Take those small moments of offensive activity and imagine them expanded and augmented by experience, add a large pinch of optimism, and we have peak-era Jamal Mashburn. In 2002-03, Mashburn averaged 21.6 points, 6.1 rebounds, and 5.6 assists per game. He made 38.9 percent of his three-pointers and punished opponents in the post with an expansive collection of refined drop-steps, turn-arounds, flip-shots, and step-throughs. Mash slipped easily from de-facto point guard to de-facto power forward, often in a single possession. If you took Winslow as he is now, and projected a future that is both wildly successful and thoroughly realistic, Mashburn is the template.

Winslow has a good deal of the template checked off already. Handle and vision. Strength and quickness. Pull-up jumpers and body control. The three-point shot is very much a work in progress and the post game will take reps. This complicates the timetable, as those reps are going to be far and few between as long as Wade, Bosh, and Whiteside are already taking turns working in that real estate. Still, the seeds of a Mashburn revival are there. With time, experience, patience, and judicious amounts of Gatorade, they will bloom.

This is a cool thing to be able to do. — Photo by Steve Mitchell-USA TODAY Sports

Caron Butler And Utility

Caron Butler began his career with the Heat, as Winslow has. It was a very different Heat team, though—Butler spent his rookie season alongside the likes of Mike James, Travis Best, Brian Grant, and Malik Allen on a tattered and eroded roster. He scored and defended, handled the ball, and provided an emotional center for the team; they weren't good, but they were better.

Then Dwyane Wade and Udonis Haslem were drafted, Eddie Jones got healthy, and Lamar Odom was signed as a free agent.

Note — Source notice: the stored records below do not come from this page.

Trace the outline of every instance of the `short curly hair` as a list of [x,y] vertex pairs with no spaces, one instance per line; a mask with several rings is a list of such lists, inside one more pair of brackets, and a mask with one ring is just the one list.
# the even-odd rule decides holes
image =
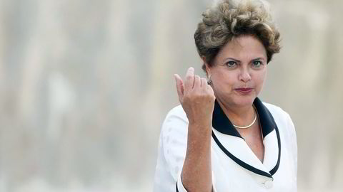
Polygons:
[[[263,1],[263,0],[262,0]],[[268,5],[260,0],[236,2],[222,0],[202,14],[194,40],[198,53],[211,67],[220,49],[234,38],[252,35],[267,51],[267,63],[280,50],[280,34],[272,21]],[[206,72],[205,64],[202,69]]]

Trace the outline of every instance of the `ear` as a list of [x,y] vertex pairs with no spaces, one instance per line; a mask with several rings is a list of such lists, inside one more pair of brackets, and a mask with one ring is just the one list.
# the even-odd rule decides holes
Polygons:
[[206,75],[209,76],[209,74],[211,74],[211,68],[209,65],[206,62],[206,58],[205,56],[202,57],[202,60],[204,62],[204,64],[205,64],[205,70],[206,70]]

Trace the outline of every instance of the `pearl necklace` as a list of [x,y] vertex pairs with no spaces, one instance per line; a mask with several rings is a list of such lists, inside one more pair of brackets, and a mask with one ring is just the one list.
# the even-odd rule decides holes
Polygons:
[[252,122],[249,125],[247,125],[247,126],[245,126],[245,127],[240,127],[240,126],[238,126],[238,125],[235,125],[234,124],[232,124],[232,125],[234,127],[239,128],[239,129],[247,129],[247,128],[249,128],[249,127],[252,127],[252,125],[253,125],[255,123],[256,119],[257,119],[257,112],[256,111],[255,107],[254,107],[254,109],[255,110],[255,118],[254,119],[254,121],[252,121]]

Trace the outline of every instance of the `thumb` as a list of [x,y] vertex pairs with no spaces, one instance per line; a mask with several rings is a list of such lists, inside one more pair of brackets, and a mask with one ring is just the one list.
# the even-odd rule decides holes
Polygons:
[[179,100],[182,102],[182,98],[184,97],[184,82],[179,75],[174,74],[174,77],[175,78],[175,82],[177,84],[177,95],[179,95]]

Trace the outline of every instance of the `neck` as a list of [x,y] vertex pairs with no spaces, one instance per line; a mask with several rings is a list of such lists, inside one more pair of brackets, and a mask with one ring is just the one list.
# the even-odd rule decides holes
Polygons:
[[232,106],[219,100],[217,101],[227,118],[235,125],[247,126],[255,117],[255,111],[252,104],[247,106]]

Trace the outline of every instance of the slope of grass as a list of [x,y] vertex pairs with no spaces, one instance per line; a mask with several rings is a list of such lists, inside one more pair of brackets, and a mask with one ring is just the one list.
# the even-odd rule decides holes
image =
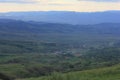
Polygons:
[[18,80],[120,80],[120,65],[66,74],[53,73],[47,77]]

All of a sudden Miami didn't really need his scoring or his ball handling or emotional leadership, at least not in the starved and desperate way they did the year before. Butler took it all in stride, deferred to the new talent, and focused on defense and brewing endless batches of Tuff Juice. A year later he was gone, on his way to the Los Angeles Lakers as part of the ransom paid for Shaquille O'Neal.

Winslow was a star last season, albeit of the student-athlete kind, and he helped lead Duke to a National Championship. He was drafted in the lottery and plays on the perimeter. Those elements usually earn (rightly or wrongly) a young player a certain amount of offensive responsibility. Not so for Winslow. Thirteen other rookies are currently averaging more shots per game than he is, including T.J. McConnell, Raul Neto, and Larry Nance Jr. He's a complimentary player, and not even the complimentary player closest to the spotlight.

For a player who has likely been a star at every level, being assigned to the task of screen-setter, corner-stander, ball-mover, and perimeter impediment could be psychologically disruptive. Winslow, for his part, appears to be taking it as well as it could be taken—not as injury or insult, but simply as an opportunity to help his team in other ways and learn on the job. It's a sliver of symmetry—a narrow one, but symmetry still—to see Winslow deferring to Wade the same way Butler once did.

For all his generosity of spirit and redirected blood, sweat, and tears, Butler was used as bait to catch a bigger fish. Winslow's future is not yet written, but the Heat, as presently constructed, have a shelf life, and a relatively short one. When that next period of personnel transition comes, Winslow will certainly play a part, either as a foundational piece or a trading chip. It's hard not to hope that Winslow's determination, defense, and selfless attention to the anonymous, vital details gets him the opportunity he deserves.